One patient thankful for the technology is Averil Taylor of St. Louis. Taylor, 49, began experiencing heart attack symptoms early on March 9. A call to 911 led to the arrival of EMS personnel minutes later. When the ambulance arrived at Barnes-Jewish Hospital’s emergency room, Taylor’s physicians already knew his status and had prepared the cardiac catheterization team to perform a percutaneous coronary intervention (PCI) to open up blocked arteries.

“The doctor was already aware of my heart attack and shared the status of my condition,” says Taylor.

Thanks to the information sent in advance from EMS personnel in the field, the time from first medical contact to Taylor’s intervention was 59 minutes, with a “door-to-balloon” time (the period from which a patient arrives at the hospital to getting an intervention) of 37 minutes. The national goal for “door-to-balloon” time is 90 minutes.

“The St. Louis fire department paramedics did a great job sending in the 12-lead EKGs which directly led to fast activation of the cath lab,” says Martin.

Taylor not only survived his heart attack, he went home three days later.

At Barnes-Jewish, about 25 percent of our emergency department patients arrive via emergency medical services with the greatest majority coming from the fire department. Such efforts have helped Barnes-Jewish maintain nearly 100% door-to-balloon in time rates and achieve one of the best survival rates for heart attack in the nation according to government data.

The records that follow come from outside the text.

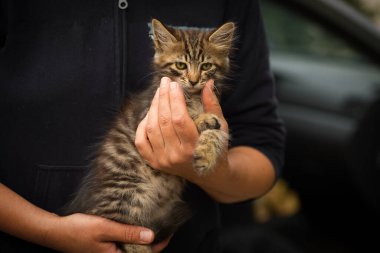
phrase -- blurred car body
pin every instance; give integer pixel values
(325, 58)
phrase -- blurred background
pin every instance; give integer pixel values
(325, 56)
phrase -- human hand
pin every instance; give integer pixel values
(87, 233)
(167, 136)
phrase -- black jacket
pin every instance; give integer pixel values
(65, 68)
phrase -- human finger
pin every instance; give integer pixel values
(142, 143)
(181, 120)
(211, 103)
(164, 111)
(117, 232)
(153, 130)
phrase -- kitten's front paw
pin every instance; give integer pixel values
(207, 121)
(210, 147)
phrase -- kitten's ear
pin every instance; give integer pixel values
(223, 37)
(162, 37)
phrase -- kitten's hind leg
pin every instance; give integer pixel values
(211, 143)
(210, 147)
(135, 248)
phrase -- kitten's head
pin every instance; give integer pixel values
(192, 56)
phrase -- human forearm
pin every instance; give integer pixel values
(22, 219)
(246, 174)
(74, 233)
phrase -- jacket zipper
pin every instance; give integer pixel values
(123, 5)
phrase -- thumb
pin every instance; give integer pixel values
(210, 101)
(117, 232)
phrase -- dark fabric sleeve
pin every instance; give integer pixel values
(251, 108)
(3, 22)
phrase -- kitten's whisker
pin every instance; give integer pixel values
(148, 75)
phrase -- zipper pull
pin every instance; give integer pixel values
(123, 4)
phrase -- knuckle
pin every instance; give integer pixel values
(164, 119)
(149, 129)
(179, 120)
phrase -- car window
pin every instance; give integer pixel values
(315, 67)
(292, 32)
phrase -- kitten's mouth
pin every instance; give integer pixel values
(195, 89)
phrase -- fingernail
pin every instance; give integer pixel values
(173, 85)
(146, 236)
(163, 84)
(211, 84)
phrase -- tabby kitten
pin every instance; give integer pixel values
(121, 186)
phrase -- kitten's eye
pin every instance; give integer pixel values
(180, 65)
(206, 66)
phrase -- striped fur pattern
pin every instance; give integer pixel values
(120, 185)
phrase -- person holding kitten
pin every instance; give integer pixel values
(63, 68)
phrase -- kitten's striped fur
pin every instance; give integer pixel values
(121, 186)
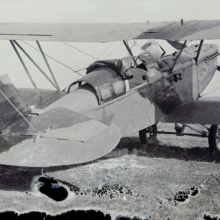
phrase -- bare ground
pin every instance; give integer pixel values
(178, 178)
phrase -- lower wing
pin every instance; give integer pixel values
(202, 111)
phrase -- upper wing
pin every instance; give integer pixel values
(203, 111)
(106, 32)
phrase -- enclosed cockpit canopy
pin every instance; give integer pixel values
(106, 82)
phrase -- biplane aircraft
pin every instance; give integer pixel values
(115, 97)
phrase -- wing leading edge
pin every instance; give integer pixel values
(107, 32)
(77, 140)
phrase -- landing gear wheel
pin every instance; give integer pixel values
(146, 135)
(214, 138)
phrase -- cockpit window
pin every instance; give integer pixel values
(107, 83)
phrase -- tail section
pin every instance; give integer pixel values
(8, 94)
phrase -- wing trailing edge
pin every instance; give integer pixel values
(108, 32)
(203, 111)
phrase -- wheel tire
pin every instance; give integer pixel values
(148, 137)
(214, 138)
(143, 136)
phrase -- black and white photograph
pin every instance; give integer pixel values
(109, 109)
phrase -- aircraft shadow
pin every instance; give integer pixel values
(20, 178)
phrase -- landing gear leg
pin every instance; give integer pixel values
(148, 135)
(214, 138)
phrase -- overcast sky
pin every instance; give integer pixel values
(87, 11)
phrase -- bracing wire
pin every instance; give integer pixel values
(106, 49)
(114, 50)
(75, 71)
(210, 92)
(80, 50)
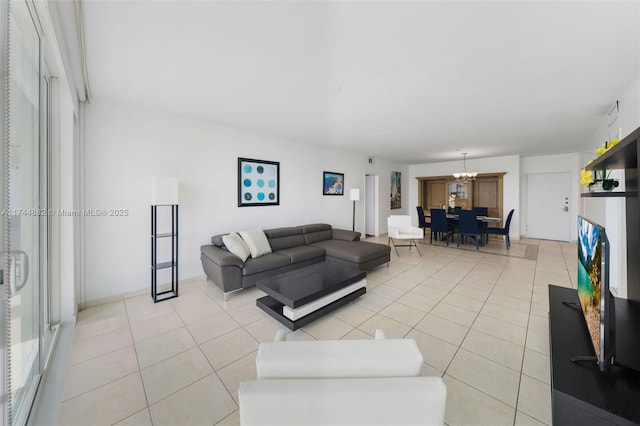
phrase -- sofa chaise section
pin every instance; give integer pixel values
(292, 248)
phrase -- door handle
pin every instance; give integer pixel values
(18, 274)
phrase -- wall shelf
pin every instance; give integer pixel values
(625, 156)
(610, 194)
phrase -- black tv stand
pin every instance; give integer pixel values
(584, 359)
(581, 394)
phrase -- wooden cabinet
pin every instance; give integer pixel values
(485, 191)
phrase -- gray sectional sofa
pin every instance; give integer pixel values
(292, 248)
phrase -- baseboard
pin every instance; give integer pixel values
(127, 295)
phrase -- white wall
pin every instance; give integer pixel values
(511, 186)
(125, 147)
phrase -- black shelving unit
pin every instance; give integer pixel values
(172, 264)
(624, 155)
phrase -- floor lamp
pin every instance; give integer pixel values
(354, 196)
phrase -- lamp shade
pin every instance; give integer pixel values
(165, 191)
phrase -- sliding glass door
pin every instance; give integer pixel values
(25, 302)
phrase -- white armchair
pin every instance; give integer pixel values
(400, 228)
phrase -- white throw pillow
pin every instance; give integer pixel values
(236, 245)
(256, 241)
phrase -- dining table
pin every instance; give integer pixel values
(454, 218)
(486, 219)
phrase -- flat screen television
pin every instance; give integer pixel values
(596, 301)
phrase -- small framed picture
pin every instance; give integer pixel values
(332, 183)
(258, 183)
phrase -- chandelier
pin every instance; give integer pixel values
(465, 176)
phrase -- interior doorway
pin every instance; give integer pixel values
(371, 201)
(548, 206)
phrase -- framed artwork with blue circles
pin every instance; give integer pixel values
(258, 183)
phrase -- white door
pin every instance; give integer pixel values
(548, 215)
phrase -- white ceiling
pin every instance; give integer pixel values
(413, 82)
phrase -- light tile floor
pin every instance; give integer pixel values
(480, 321)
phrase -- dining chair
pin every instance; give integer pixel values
(440, 225)
(482, 226)
(400, 228)
(468, 226)
(422, 220)
(503, 231)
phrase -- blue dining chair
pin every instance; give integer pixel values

The equipment was purchased with grants and donations from the St. Louis Fire Department Lifesaving Foundation and from community partners AT&T Foundation, Barnes-Jewish Hospital, Barnes-Jewish Hospital Foundation, Emergency Nurses Association, Saint Louis University Hospital, and US Bank.

The addition of this equipment is a critical first step in the implementation of the American Heart Assocation’s Mission: Lifeline program in the city of St. Louis. Through Mission:Lifeline, Ambassador and Mrs. Sam Fox made a generous lead gift to provide training to more than 100 paramedics in the City of St Louis on the 12-lead EKG devices.


Barnes-Jewish Hospital is 1,288 bed teaching hospital affiliated with Washington University School of Medicine in St. Louis, MO. The hospital has a 1,763 member medical staff with many recognized as "Best Doctors in America." Barnes-Jewish is a member of BJC HealthCare, which provides a full range of health care services through its 13 hospitals and more than 100 health care sites in Missouri and Illinois. Barnes-Jewish Hospital is also consistently ranked as one of America’s “Best Hospitals” by U.S.News & World Report.